- Born: May 30, 1913 Winschoten, Netherlands
- Died: August 24, 2001 (aged 88)

Academic background
- Alma mater: Technical University Delft
- Doctoral advisor: Maynard Joslyn

Academic work
- Discipline: Microbiology
- Institutions: UC Davis
- Doctoral students: Arnold Demain

= Herman Phaff =

Dutch-born American yeast researcher (1913–2001)

Herman Jan Phaff (May 30, 1913 – August 24, 2001) was a scientist who specialised in yeast ecology. He was born in the Netherlands before moving to California at age of 26. He was active in Californian universities until his death. During his career he accumulated thousands of strains of yeast from the wild, and described 60 new taxa of yeast.

==Biography==

===Early life and education===
Phaff was born in Winschoten, Netherlands. His family owned a winery where he became interested in the microorganisms involved in brewing beer and fermenting wine. He studied chemical engineering at Technical University Delft, writing a dissertation on the pectinases of Penicillium chrysogenum. On the advice of Albert Kluyver, when he was 26 years old he moved to California to study as a post-graduate at UC Berkeley.

===Career===
While at Berkeley, Phaff worked in Emil Mrak's laboratory, who is said to have had a major influence on him. When he first arrived, he was most interested in studying fruit juices, but Mrak asked him to work on yeasts, knowing he had worked in Kluyver's laboratory. His PhD was supervised by Maynard Joslyn and focussed on yeast taxonomy, ecology and physiology. After completing his PhD in 1943, he accepted a faculty position at Berkeley, before moving to the food science department of UC Davis in 1954. During the 1950s, he wrote several classic scientific papers, published in Nature on yeast pectinases with Arnold Demain. Whilst at UC Davis, he worked with the Chinese born food scientist, Bor S. Luh. In 1969 he was named University of California at Davis Faculty Research Lecturer. In 1985 he co-authored a definitive book on viticulture with Maynard Amerine. Despite officially retiring in 1983, he maintained a busy laboratory and continued to conduct research daily. His contributions to the study of yeast ecology are unparalleled. At various times in his career he was an editor of several scientific journals including the Yeast Newsletter, the Journal of Bacteriology, the Canadian Journal of Microbiology and the International Journal of Systematic Bacteriology.

===Species classification===
Phaff was a pioneer of using molecular techniques to classify yeasts, along with his colleagues and students, Phaff described over 60 yeast taxa through his career.
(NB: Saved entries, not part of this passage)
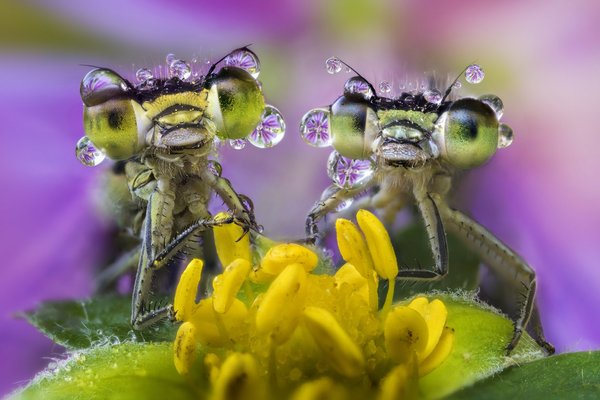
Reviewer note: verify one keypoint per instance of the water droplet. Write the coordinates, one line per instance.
(505, 136)
(170, 58)
(474, 74)
(270, 130)
(237, 144)
(349, 173)
(143, 74)
(357, 85)
(100, 85)
(215, 168)
(343, 205)
(495, 103)
(87, 153)
(385, 87)
(433, 96)
(333, 65)
(180, 69)
(244, 59)
(314, 128)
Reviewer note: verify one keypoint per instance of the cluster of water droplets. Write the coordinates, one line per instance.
(87, 153)
(474, 74)
(433, 96)
(357, 85)
(244, 59)
(314, 128)
(349, 173)
(270, 130)
(268, 133)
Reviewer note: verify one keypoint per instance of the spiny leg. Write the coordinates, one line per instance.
(237, 203)
(140, 316)
(506, 263)
(437, 242)
(326, 205)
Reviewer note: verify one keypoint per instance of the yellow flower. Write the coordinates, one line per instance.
(283, 325)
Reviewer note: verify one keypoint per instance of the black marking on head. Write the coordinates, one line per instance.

In 1976, the yeast genus Phaffia (in the Cystofilobasidiaceae family) was isolated from tree exudates and was named after Phaff, by Martin Miller and two Japanese colleagues, in recognition of his contributions to yeast taxonomy and ecology. The species, Phaffia rhodozyma is economically important today because it synthesises the carotenoid pigment, astaxanthin.
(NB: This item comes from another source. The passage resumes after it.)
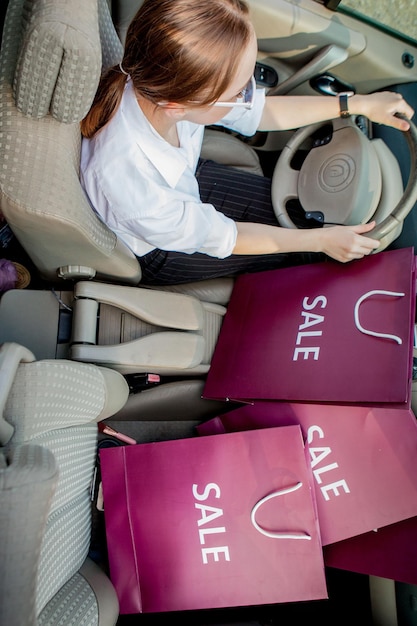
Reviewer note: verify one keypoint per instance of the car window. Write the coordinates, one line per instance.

In 1997, Yuzo Yamada published Phaffomyces, which is a genus of fungi within the Saccharomycetales order, also named in his honour..

==Yeast collection==
Through his 60-year career he collected 6400 yeast strains from animals, soil and plants (including over 1000 from cacti), from countries all around the world. There are few collections of microbial cultures so large that have been accumulated by institutions and likely none so large that have been accumulated by any other single researcher. The collection, known as the Phaff Yeast Culture Collection contains 400 of the 700 identified species of yeast and has been described as priceless, with a large number of wild type isolates making it unique amongst yeast collections. According to the current curator, 80% of the yeasts in the collection are not available from other sources. A 2003 yeast symposium organized by FEMS (Federation of European Microbiological Societies) was named in his memory and the talks were summarised in a special edition of International Microbiology.

== Described taxa ==

- Cryptococcus cereanus (1974) from decaying Cereus cacti
- Pichia amethionina (1978) from decaying Cereoid cacti and Drosophila flies feeding on them.
- Pichia cactophila (1978) from decaying cacti and Drosophila flies feeding on them.
- Pichia heedii (1978) from the soft rot of the cacti Lophocereus schottii and Drosophila pachea.
- Sporobolomyces singulari (1962) from the frass of Scolytus tsugae feeding on Western Hemlock (Tsuga heterophylla)
- Bullera tsugae (1962) from the frass of Scolytus tsugae feeding on Western Hemlock (Tsuga heterophylla)
- Cryptococcus skinneri (1962) from the frass of Scolytus tsugae feeding on Western Hemlock (Tsuga heterophylla)
- Candida oregonensis (1962) from the frass of Scolytus tsugae feeding on Western Hemlock (Tsuga heterophylla)
- Torulopsis sonorensis (1976) from decaying parts of cacti, most commonly the Organ Pipe Cactus (Stenocereus thurberi), and from Drosophila mojavensis.
- Pichia opuntiae (1979) from the cladodes of Opuntia inermis in Australia and from the decaying parts of Cereoid cacti in North America.